Early in the episode, Yasmin confesses to Celeste over drinks that she masturbated thinking about Celeste the night before, and Celeste says sleeping together would be the a good idea but also the worst idea. I was personally crestfallen. Shortly thereafter, Celeste invites Yasmin to a lunch — the day before Celeste becomes Yasmin’s new boss! — but all she ends up eating is Yasmin. It’s honestly a very hot sex scene.
Of course when it’s all over Yasmin gushes that she’s never come so many times in her life. Celeste is like, “yeah duh,” ’cause she’s a seasoned pro. But as she explains to Yasmin that her wife approved the liaison because they have an open relationship, Yasmin’s interest in Celeste seems to immediately transform. I dunno, I feel like if she’s looking for something illicit and dangerous, f*cking her boss is already in that category regardless of whether or not it’s cheating! Anyhow, I hope they bone again next week.

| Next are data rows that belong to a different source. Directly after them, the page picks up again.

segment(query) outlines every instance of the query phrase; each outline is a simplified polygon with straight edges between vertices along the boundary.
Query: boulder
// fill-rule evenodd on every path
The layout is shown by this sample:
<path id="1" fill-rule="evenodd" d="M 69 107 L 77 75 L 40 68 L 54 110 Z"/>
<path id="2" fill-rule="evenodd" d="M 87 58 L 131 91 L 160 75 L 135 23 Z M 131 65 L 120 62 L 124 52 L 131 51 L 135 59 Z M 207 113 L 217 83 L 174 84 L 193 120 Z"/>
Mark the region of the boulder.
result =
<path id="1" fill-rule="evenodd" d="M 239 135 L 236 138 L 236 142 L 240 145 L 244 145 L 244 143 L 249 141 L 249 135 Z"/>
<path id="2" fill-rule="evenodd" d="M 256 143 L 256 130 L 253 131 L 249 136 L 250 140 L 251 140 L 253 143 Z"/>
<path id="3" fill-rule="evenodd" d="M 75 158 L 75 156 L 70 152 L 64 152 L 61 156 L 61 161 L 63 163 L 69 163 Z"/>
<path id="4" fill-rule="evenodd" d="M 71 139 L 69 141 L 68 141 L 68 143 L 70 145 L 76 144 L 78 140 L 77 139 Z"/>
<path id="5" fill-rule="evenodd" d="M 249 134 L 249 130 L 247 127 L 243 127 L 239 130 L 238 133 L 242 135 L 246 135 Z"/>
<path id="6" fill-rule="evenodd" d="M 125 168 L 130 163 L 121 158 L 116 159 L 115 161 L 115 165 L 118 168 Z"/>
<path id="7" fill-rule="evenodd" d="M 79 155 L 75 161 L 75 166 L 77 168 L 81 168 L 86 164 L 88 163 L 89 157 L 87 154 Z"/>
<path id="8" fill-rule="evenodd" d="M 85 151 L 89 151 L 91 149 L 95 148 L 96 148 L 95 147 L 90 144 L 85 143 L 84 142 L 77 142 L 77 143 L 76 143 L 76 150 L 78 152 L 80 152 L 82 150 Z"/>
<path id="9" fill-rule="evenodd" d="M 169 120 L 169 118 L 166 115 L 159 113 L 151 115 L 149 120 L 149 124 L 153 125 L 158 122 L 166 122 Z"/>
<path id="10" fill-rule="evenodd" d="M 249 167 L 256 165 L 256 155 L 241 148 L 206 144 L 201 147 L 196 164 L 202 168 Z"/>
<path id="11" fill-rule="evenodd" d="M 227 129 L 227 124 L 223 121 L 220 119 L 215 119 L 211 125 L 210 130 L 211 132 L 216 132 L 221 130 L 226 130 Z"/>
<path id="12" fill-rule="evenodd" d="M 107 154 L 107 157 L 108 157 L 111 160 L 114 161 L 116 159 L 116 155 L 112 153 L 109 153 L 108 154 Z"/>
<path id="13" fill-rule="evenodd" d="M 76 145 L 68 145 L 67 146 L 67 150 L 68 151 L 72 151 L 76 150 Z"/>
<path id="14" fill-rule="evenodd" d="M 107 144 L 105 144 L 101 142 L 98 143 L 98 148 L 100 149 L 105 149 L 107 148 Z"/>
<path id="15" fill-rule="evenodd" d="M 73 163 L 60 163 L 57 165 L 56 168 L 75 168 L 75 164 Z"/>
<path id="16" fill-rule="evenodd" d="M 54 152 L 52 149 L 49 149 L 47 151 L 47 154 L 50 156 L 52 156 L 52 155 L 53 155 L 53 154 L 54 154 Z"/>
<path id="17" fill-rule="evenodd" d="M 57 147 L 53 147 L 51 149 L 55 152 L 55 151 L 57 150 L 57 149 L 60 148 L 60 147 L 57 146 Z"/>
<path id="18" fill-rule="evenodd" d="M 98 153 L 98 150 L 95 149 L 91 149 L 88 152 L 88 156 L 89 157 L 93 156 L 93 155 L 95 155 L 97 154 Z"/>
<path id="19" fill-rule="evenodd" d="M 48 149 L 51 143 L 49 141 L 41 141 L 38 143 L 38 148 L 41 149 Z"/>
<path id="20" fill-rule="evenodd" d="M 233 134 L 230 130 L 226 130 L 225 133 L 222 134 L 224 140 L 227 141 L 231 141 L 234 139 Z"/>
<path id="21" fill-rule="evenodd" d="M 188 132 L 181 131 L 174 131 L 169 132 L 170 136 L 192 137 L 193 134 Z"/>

Raising Kanan Season Two (So Far)
Written by Carmen
I have been sort of kicking the can down the road on how to best write about the second season of Raising Kanan, which is currently airing on Starz. Hailey Kilgore’s performance as Laverne “Jukebox” Ganner — Kanan’s cousin — remains one of the best and most thoughtful portrayals of a teen lesbian, let alone a Black teen lesbian, on television. Hell, she was an Autostraddle TV Awards nominee for her performance in Season One, and she shows no sign of stopping yet. Jukebox is just as riveting as she was last year, just as soulful, carrying in equal weight pain and smile that lights up any room.
The overall problem — from a recapping standpoint — is that the second season of Raising Kanan is moving at a snail’s pace compared to Season One. A family crime drama about a drug dealing matriarch and her teen son, this season has really ascribed to the classic Black motto “it’s chess, not checkers” and it has luxuriated in getting all its pieces in place on the board, admittedly to mixed results. But now we are halfway through the season, and it’s time to see where Jukebox falls in this queenpin’s gambit.
Juke has moved out of her homophobic father’s house and in with her Aunt Raq, Kanan’s mother, who has always supported her. She’s still trying to get her music career off the ground, but the producer at her uncle’s studio has let her know that her tomboy masc appearance won’t… move records. The racist parents of her ex-girlfriend still have it out for her (her girlfriend, Nicole, died of an overdose last year, and Nicole’s parents still blame Jukebox for the drugs Nicole stole from her). She’s been looking into her estranged mother, played by Destiny Child’s LeToya Luckett, who hasn’t been in her life since she was a baby, but is back, in a church, and wants to reconnect with her daughter — but there’s a lot of secrets around her mother that her Aunt Raq seems not to want to tell her.
But what’s actually happening is really underneath all those plot points. And that is the quiet, but no less gorgeous and stunning, character building moments that Hailey Kilgore is putting into Jukebox. She’s a steaming kettle left on the back burner ready to explode, each episode adding another pressure point, another tension. And when she goes off, it’s going to be marvelous. I can’t wait to see.